В более поздние времена, на рубеже XVII–XVIII вв., в странах с развитым земледелием и растениеводством естествоиспытатели описывали случаи появления гибридных растений. В частности, если на соседних полях выращивали кукурузу с цветами разных оттенков, то потом констатировали, что на поле с белой кукурузой появляются растения, например, с розовыми или голубыми бутонами. Но исчерпывающего объяснения этот факт тогда не получил. Высказывались предположения, что смешение окраски происходит через почву и корни.
Некоторые исследователи все еще полагали, что появление растений с новыми формами цветов и листьев или животных с необычной окраской – всего лишь случайность, никак не связанная со скрещиванием.
В 1717 г. в Британии, в деревне Хокстон на окраине Лондона, садовод Томас Фэйрчайлд (1667–1729 гг.) получил гибрид двух растений, популярных у любителей цветов: красной садовой гвоздики и гвоздики турецкой. Мы сейчас не знаем точно, был ли этот опыт спланирован или опыление произошло случайно, но в дальнейшем Фэйрчайлд уже целенаправленно создавал подобные гибриды при помощи искусственного опыления. Его «цветочный мул» наглядно подтверждал описанные выше выводы Рудольфа Камерариуса и весьма заинтересовал современников-ботаников. Аналогичными изысканиями, подтверждавшими наличие полов у растений, занимались Иоганн Готтлиб Гледич (1714–1786 гг.), Жан Маршан (1650–1738 гг.), Иоганн Георг Гмелин (1709–1755 гг.), Мишель Адансон (1727–1806 гг.) (последний, кстати, внес большой вклад в систематизацию растений по степени близости разных групп и семейств). Но механизм оплодотворения и закономерности наследственности все еще не были изучены.
Пожалуй, ближе других к решению вопросов наследования подошел немецкий ботаник Иозеф Готлиб Кёльрейтер (1733–1806 гг.), предваривший блестящие открытия Грегора Менделя. Огромное количество поставленных им опытов по искусственному опылению растений (около 50 видов и 10 родов) позволило сделать выводы, изложенные им в научном труде «Предварительное сообщение о некоторых опытах и наблюдениях, касающихся пола растений», который многократно дополнялся и переиздавался в 1761–1766 гг.

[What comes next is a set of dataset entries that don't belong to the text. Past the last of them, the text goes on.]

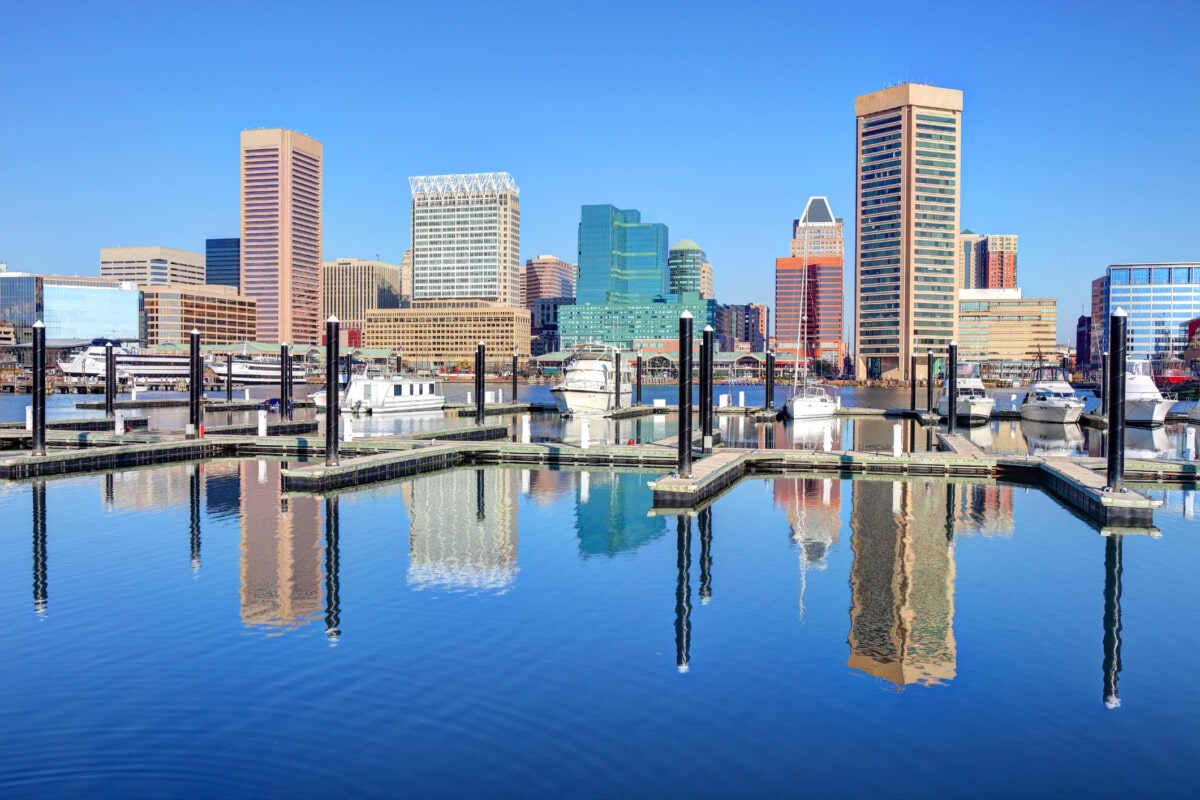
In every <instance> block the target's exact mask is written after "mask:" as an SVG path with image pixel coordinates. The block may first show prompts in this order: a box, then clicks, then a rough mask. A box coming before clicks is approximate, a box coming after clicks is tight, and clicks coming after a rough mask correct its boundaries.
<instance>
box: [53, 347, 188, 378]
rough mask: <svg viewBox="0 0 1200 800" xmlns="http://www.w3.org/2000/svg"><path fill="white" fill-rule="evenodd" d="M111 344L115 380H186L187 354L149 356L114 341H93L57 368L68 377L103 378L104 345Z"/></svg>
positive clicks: (155, 353) (104, 367)
mask: <svg viewBox="0 0 1200 800" xmlns="http://www.w3.org/2000/svg"><path fill="white" fill-rule="evenodd" d="M109 342H112V344H113V355H114V356H116V378H118V380H132V381H138V380H144V381H148V380H156V381H163V380H187V378H188V374H190V372H191V371H190V367H191V365H190V356H188V355H187V354H186V353H182V354H179V353H152V351H148V350H139V349H137V348H127V347H125V345H122V344H121V343H120V342H116V341H113V339H102V338H101V339H92V343H91V344H90V345H89V347H88V348H86V349H84V350H83V351H80V353H76V354H74V355H72V356H71V357H70V359H65V360H62V361H59V369H60V371H61V372H62V374H64V375H65V377H67V378H74V379H103V378H104V371H106V365H104V359H106V344H108V343H109Z"/></svg>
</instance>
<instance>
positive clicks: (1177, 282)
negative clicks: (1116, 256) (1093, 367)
mask: <svg viewBox="0 0 1200 800" xmlns="http://www.w3.org/2000/svg"><path fill="white" fill-rule="evenodd" d="M1105 278H1106V281H1105V283H1104V284H1103V285H1105V287H1106V296H1105V297H1104V299H1103V302H1102V303H1100V305H1102V306H1103V307H1102V308H1100V313H1099V314H1097V313H1096V305H1097V301H1096V299H1094V296H1093V301H1092V303H1093V309H1092V325H1093V327H1092V332H1093V337H1094V335H1096V332H1097V329H1099V332H1100V337H1102V338H1100V351H1102V353H1109V351H1111V344H1110V342H1109V325H1108V323H1109V315H1110V314H1111V313H1114V312H1115V311H1116V309H1117V308H1122V309H1124V312H1126V313H1127V314H1128V323H1127V324H1128V333H1129V339H1128V343H1127V345H1126V357H1127V359H1128V360H1130V361H1159V360H1168V359H1182V357H1183V351H1184V350H1186V349H1187V345H1188V330H1187V329H1188V320H1190V319H1193V318H1195V317H1200V263H1196V261H1188V263H1169V264H1114V265H1112V266H1110V267H1109V269H1108V275H1106V276H1105ZM1092 285H1093V289H1094V287H1096V282H1093V284H1092ZM1097 319H1099V325H1097ZM1093 342H1094V338H1093ZM1093 350H1094V343H1093Z"/></svg>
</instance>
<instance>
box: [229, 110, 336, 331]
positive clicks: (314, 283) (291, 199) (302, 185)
mask: <svg viewBox="0 0 1200 800" xmlns="http://www.w3.org/2000/svg"><path fill="white" fill-rule="evenodd" d="M323 151H324V149H323V148H322V144H320V143H319V142H317V140H316V139H312V138H310V137H307V136H305V134H302V133H298V132H295V131H284V130H282V128H264V130H258V131H242V132H241V293H242V294H244V295H246V296H248V297H254V299H256V300H257V301H258V338H259V341H263V342H293V343H296V344H316V343H318V342H319V341H320V333H322V319H320V249H322V209H320V199H322V158H323Z"/></svg>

Наблюдая за тем, как гибрид наследует черты обоих исходных растений, Кёльрейтер подверг сомнению теорию преформации. Он первым обратил внимание на явление гетерозиса (от греч. heteroiosis – изменение, превращение) – большую жизнеспособность гибридов, их крупные размеры и бурный рост (правда, в причинах он не разобрался). Кёльрейтер, хорошо знавший, что гибриды в большинстве случаев не способны к размножению «между собой», опылял их пыльцой, полученной от исходных растений (сейчас этот метод называют анализирующим скрещиванием). Он констатировал, что в итоге каждое последующее поколение становится все ближе по внешним признакам к тому из «родителей», от которого брали пыльцу, но не уделил должного внимания статистике. Повторяемость конкретных признаков – цвета, формы листьев и лепестков – не особенно его интересовала. Ботаник лишь вскользь признал, что «части» растений, видимо, смешиваются в какой-то определенной пропорции, но четкую закономерность не отследил. Также он обратил внимание на то, что некоторые признаки передаются по наследству чаще, чем другие, но явление доминантности, которое вскоре станет одним из основополагающих в изучении наследственности, описано им не было. Поэтому мы и говорим о том, что немецкий ботаник предвосхитил открытие многих законов генетики, но остановился на полпути – впрочем, его заслуг как ученого-экспериментатора это ничуть не умаляет.